Friday, February 03, 2012

Arminian bigotry


Here’s a comment left at Birch’s blog by an Arminian pastor:

Rick FruehJan 29, 2012 04:08 PM

And I noticed an article about the Judeao-Christian morality which is a myth and man made.

He’s alluding to this post:


However, he’s completely mangled van Inwagen’s argument. This is how I construe the argument:

i) Critics of OT ethics frequently take their own moral judgment for granted. But by what standard to they presume to judge OT ethics? Are they begging the question?

ii) Social mores are often culturebound. They vary in time and place. So why should critics of OT ethics automatically assume the superiority of their moral judgment to the moral judgment of the OT writers? Isn’t the moral outlook of the critics a reflection of their own social conditioning?

iii) Ironically, the moral judgment of the critics is unconsciously influenced by the very source they presume to criticize. Although they criticize OT ethics, they are historically indebted to Judeo-Christian morality. So they’ve sawed the legs off the chair they are sitting on. They are clueless about their intellectual dependence on the very the thing they swing around to attack.

Why would an Arminian object to this argument? Maybe Rick isn’t very sharp. Or maybe this is a just knee-jerk reaction to anything he finds on a Calvinist blog.

But I also noticed the article was written by a professor at Notre Dame University. I guess Roman Catholic heresy stops at the door of moral agreement. Perhaps hays would be happy to endorse the Manhattan Declaration?

This is unintentionally comical on several levels:

i) Is he inferring that van Inwagen must be Catholic just because he teaches at Notre Dame? As a matter of fact, van Inwagen happens to be Catholic. However, you don’t have to be Catholic to teach at Notre Dame. To take one obvious counterexample, Alvin Plantinga recently retired from Notre Dame.

ii) Why does he speculate on whether I’d endorse the Manhattan Declaration? All he has to do is Google “Triablogue” and “Manhattan Declaration” to find out where I stand.

iii) Not only that, but he’s also too lazy to Google the signatories. For instance:

Dr. Tom Oden
 
Theologian, United Methodist Minister; Professor, Drew University (Madison, N.J.)
 
Dr. Everett Piper
 
President, Oklahoma Wesleyan University (Bartlesville, Okla.)
 
Dr. Sarah Sumner
 
Professor of Theology and Ministry, Azusa Pacific University (Azusa, Calif.)
 
Dr. Timothy C. Tennent
 
President, Asbury Theological Seminary (Wilmore, Ky.)

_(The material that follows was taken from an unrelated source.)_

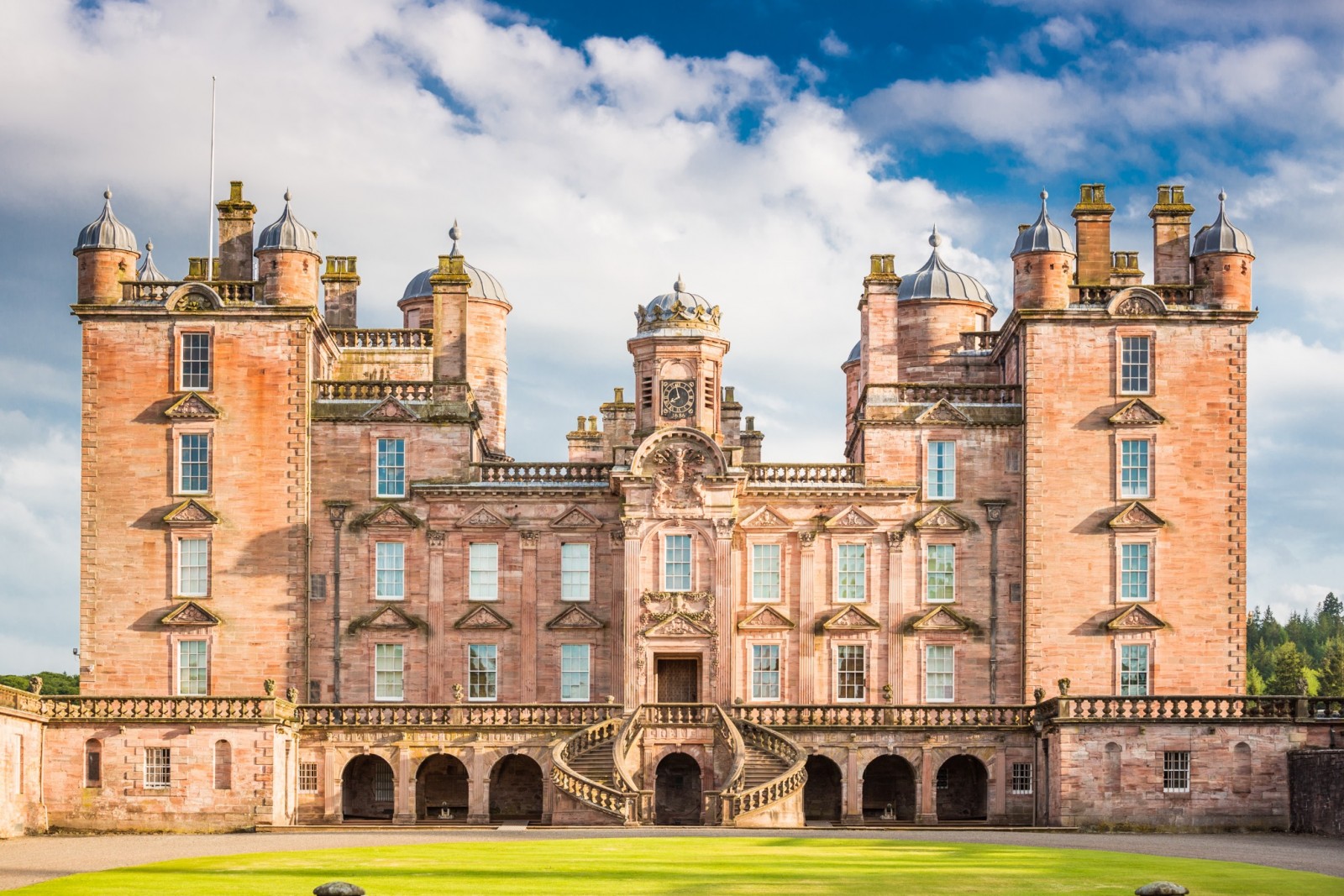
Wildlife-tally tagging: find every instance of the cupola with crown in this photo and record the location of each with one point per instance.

So his conjecture backfires badly. The list of signatories includes leading Arminians.

Why doesn’t he bother to do a little fact-checking before he accuses Calvinists? Evidently, his default setting is to assume the best about Arminians and the worst about Calvinists. Classic confirmation bias.

Whatever happened to Toatl depravity? And how can a totally depraved sinner have any kind of morality? I love the puzzle piece theology which forces pieces to fit whenever they deem it convenient. Even we Arimaians know that fallen morality is no morality at all.

Well that’s ignorant. According to total depravity, the reprobate and/or unregenerate are unable to do any spiritual good. Unable to do anything pleasing to God. Unable to do anything justificatory in their graceless state.

But common grace often preserves a remnant of common decency among the reprobate and/or unregenerate. That’s necessary for the church to survive and flourish in a fallen world.

Why do so many internet Arminians act like Pharisees? Is there something about Arminian theology that fosters spiritual bigotry? 

1 comment:

  1. "Is there something about Arminian theology that fosters spiritual bigotry?"

    Failure to accept the authority of scripture, prefering to replace it with their own moral presuppositions and then shoe-horn that into scripture?